La alquimia nació en Egipto, de donde pasó a Grecia, y de ésta a Roma en tiempo del Imperio, desparramándose por toda Europa. Los árabes la tomaron de los griegos con el propósito de descubrir el elixir para conservar la juventud, realizando para ello infinidad de operaciones químicas y mezclas de substancias de todo linaje. Durante la Edad Media la alquimia tuvo un gran desarrollo, pero las prácticas empleadas en aquella época diferían muy poco de las usadas antiguamente por los egipcios y los griegos. En el siglo XIII hubo cuatro grandes alquimistas: Alberto Magno, alemán; Rogerio Bacon, inglés; y los españoles Ramón Llull y Arnaldo de Vilanova. En el siglo XV alcanzó su mayor apogeo (el inglés Jorge Ripley, el alemán Basilio Valentín, el escritor jurado de la Universidad de París Nicolás Flamel, el holandés Isaac y el español Enrique Villena. A pesar de todos los esfuerzos no lograron encontrar la piedra filosofal, ni el tal deseado elixir; pero pusieron las bases de la química moderna.

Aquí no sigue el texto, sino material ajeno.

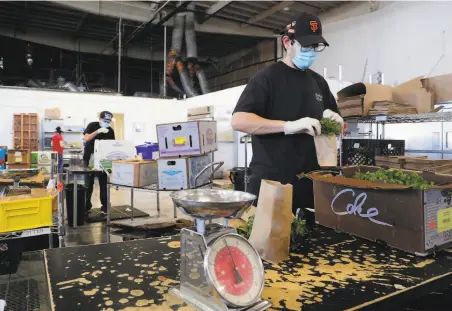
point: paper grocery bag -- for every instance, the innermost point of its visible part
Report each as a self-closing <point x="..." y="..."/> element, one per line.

(38) El Islam ortodoxo prohibe las representaciones pictóricas o escultóricas de escenas religiosas. Únicamente los shiitas las permiten.

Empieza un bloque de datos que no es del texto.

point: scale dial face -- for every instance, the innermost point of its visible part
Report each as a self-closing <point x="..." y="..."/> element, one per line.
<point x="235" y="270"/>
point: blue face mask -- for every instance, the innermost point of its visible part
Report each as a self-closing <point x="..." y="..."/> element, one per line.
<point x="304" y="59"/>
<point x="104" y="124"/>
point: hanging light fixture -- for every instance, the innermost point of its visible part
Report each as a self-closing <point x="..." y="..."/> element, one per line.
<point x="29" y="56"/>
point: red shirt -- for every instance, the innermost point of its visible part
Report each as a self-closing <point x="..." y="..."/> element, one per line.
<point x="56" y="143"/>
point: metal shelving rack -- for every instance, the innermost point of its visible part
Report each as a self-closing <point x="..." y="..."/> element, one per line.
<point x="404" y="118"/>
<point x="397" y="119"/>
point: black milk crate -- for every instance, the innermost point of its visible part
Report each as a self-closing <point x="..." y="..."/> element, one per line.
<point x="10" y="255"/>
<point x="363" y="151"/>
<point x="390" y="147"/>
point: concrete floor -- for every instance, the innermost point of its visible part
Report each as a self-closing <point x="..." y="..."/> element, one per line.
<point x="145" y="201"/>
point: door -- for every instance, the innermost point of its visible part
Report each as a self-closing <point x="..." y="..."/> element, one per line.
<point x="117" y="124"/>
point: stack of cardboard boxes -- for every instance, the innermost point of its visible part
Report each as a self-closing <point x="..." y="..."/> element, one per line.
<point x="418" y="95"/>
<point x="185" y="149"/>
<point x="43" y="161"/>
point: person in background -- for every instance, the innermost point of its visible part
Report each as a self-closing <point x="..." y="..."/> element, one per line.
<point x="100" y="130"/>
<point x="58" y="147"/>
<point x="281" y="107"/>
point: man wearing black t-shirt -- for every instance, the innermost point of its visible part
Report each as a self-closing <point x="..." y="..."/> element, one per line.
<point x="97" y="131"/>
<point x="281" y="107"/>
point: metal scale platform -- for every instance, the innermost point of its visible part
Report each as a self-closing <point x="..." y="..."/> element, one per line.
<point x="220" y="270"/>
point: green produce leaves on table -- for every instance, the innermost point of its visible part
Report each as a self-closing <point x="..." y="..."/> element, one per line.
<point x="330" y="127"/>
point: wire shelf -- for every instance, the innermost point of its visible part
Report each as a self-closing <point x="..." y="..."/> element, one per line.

(39) Tercera dinastía de califas fundada en el año 750 —descendiente de Abbãs, tío de Mahoma— que puso fin a los omeyas y establecieron la capital en Bagdad. Se convirtió en uno de los principales centros de la civilización mundial (786-809) pero a partir del siglo IX, el califato se vio sacudido por sublevaciones y dificultades internas que, poco a poco, fue minando el régimen. En el año 836, la capital pasó a Sãmarrã. En el siglo XI, los turcos selyúcidas (pueblo de los uguz) se hicieron con el poder real, y los abasíes pasaron a desempeñar únicamente el papel de líderes religiosos.
(40) Pueblo que ocupa la parte septentrional y sahariana africana. Se constituyeron muy pronto en tribus independientes, unificadas durante algún tiempo (200 a. J.C.). Bajo la influencia musulmana se convirtieron al Islam (siglo VIII) pero conservaron su espíritu de independencia, sublevándose muchas veces contra las dinastías árabes. Del siglo XI al XV los bereberes fundaron incluso su propio imperio.

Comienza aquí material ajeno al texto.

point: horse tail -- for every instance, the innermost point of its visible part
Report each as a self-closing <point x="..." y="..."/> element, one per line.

(41) Los almorávides surgieron como seguidores de la doctrina de Ibn Yãsin. Su sucesor —Yusuf Ibn Tasfin— conquistó Marruecos y todo el norte de África. Llamado por los reyes de taifas acudió a la península Ibérica, derrotó a Alfonso VI en la batalla de Sagrajas (1086) y retornó a África. Posteriormente depuso a los reyes taifas y unió al-Andalus a su imperio, excepto Valencia y Zaragoza. El reinado de su hijo —‘Alï— se caracterizó por iniciales éxitos militares pero, después, fue vencido por Alfonso I el Batallador. Su sucesor fue desplazado de África por los almohades.
(42) Se asentaban, en un principio, en el Gran Atlas, invadieron el norte de Marruecos (1130-1163). La expansión almohade en España se inició en el año 1147, ocuparon Murcia, con posterioridad Sevilla. En 1195, derrotaron a Alfonso VIII en la batalla de Alarcos pero en las Navas de Tolosa sufren una gran derrota y se inicia la disgregación de su imperio. Los últimos núcleos levantinos y andaluces: Mallorca, Valencia, Córdoba, Sevilla pasaron a dominio cristiano con Jaime I el Conquistador y Fernando III el Santo.